D’Amato was among 30 Marines from Wing Support Squadron, 472 Detachment Bravo, which arrived home after a seven-month deployment supporting aircraft at an air base in the Al-Anbar province. About 100 family members and friends greeted them in Chicopee.

Family members carried signs that read “welcome home” and “we love you.” Another 100 members of the detachment remain in Iraq and are due to return in a few weeks.

There were no deaths from this detachment, said Sgt. Sherry Haetinger.

The Marines returned to the U.S. on Wednesday in Pennsylvania, and had a police escort for their bus trip Saturday. Members of the detachment are from Massachusetts, Connecticut and New York.

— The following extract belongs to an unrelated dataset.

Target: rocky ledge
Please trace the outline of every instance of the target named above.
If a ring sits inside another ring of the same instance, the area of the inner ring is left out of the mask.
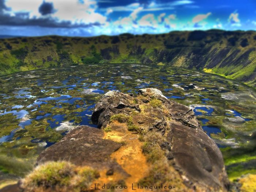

Cpl. Amber Keddy, 26, was impressed that a dozen members of her family greeted her in Chicopee.

“It’s really weird and surreal,” said Keddy, a combat engineer who in civilian life is on a waiting list to become a firefighter in Plymouth. “It’s beautiful to see my beautiful family.”

Her 12-year-old nephew, Darren Lopes, said the family has catching up to do, such as belated Thanksgiving and Christmas celebrations.

“We’re going to do stuff when she gets back, like all the stuff she missed, so it doesn’t seem like she missed anything,” Darren said.